10.5. Kerberos Keytabs

Kerberos keytabs are used to do Active Directory or LDAP joins without a password. This means the password for the Active Directory or LDAP administrator account does not need to be saved into the FreeNAS® configuration database, which is a security risk in some environments.

When using a keytab, it is recommended to create and use a less privileged account for performing the required queries as the password for that account will be stored in the FreeNAS® configuration database. To create the keytab on a Windows system, use the ktpass command:

ktpass.exe /out freenas.keytab /princ http/useraccount@EXAMPLE.COM /mapuser useraccount /ptype KRB5_NT_PRINCIPAL /crypto ALL /pass userpass

where:

  • freenas.keytab is the file to upload to the FreeNAS® server.
  • useraccount is the name of the user account for the FreeNAS® server generated in Active Directory Users and Computers.
  • http/useraccount@EXAMPLE.COM is the principal name written in the format host/user.account@KERBEROS.REALM. By convention, the kerberos realm is written in all caps, but make sure the case used for the Kerberos Realm matches the realm name. See this note about using /princ for more details.
  • userpass is the password associated with useraccount.

Setting /crypto to ALL allows using all supported cryptographic types.
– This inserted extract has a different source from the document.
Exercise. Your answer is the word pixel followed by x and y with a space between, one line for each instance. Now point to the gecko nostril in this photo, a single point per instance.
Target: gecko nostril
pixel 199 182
These keys can be specified instead of ALL:

  • DES-CBC-CRC is used for compatibility.
  • DES-CBC-MD5 adheres more closely to the MIT implementation and is used for compatibility.
  • RC4-HMAC-NT uses 128-bit encryption.
  • AES256-SHA1 uses AES256-CTS-HMAC-SHA1-96 encryption.
  • AES128-SHA1 uses AES128-CTS-HMAC-SHA1-96 encryption.

This will create a keytab with sufficient privileges to grant tickets.

After the keytab is generated, add it to the FreeNAS® system using Directory Services ‣ Kerberos Keytabs ‣ Add Kerberos Keytab.

To instruct the Active Directory service to use the keytab, select the installed keytab using the drop-down Kerberos Principal menu in Directory Services ‣ Active Directory Advanced Mode. When using a keytab with Active Directory, make sure that username and userpass in the keytab matches the Domain Account Name and Domain Account Password fields in Directory Services ‣ Active Directory.

To instruct LDAP to use a principal from the keytab, select the principal from the drop-down Kerberos Principal menu in Directory Services ‣ LDAP Advanced Mode.

10.6. Kerberos Settings

Configure additional Kerberos parameters in the Directory Services ‣ Kerberos Settings section. Figure 10.6.1 shows the fields available:

_images/directory-services-kerberos-settings.png

Fig. 10.6.1 Additional Kerberos Settings

  • Appdefaults Auxiliary Parameters: Define any additional settings for use by some Kerberos applications. The available settings and syntax is listed in the [appdefaults] section of krb.conf(5).
  • Libdefaults Auxiliary Parameters: Define any settings used by the Kerberos library. The available settings and their syntax are listed in the [libdefaults] section of krb.conf(5).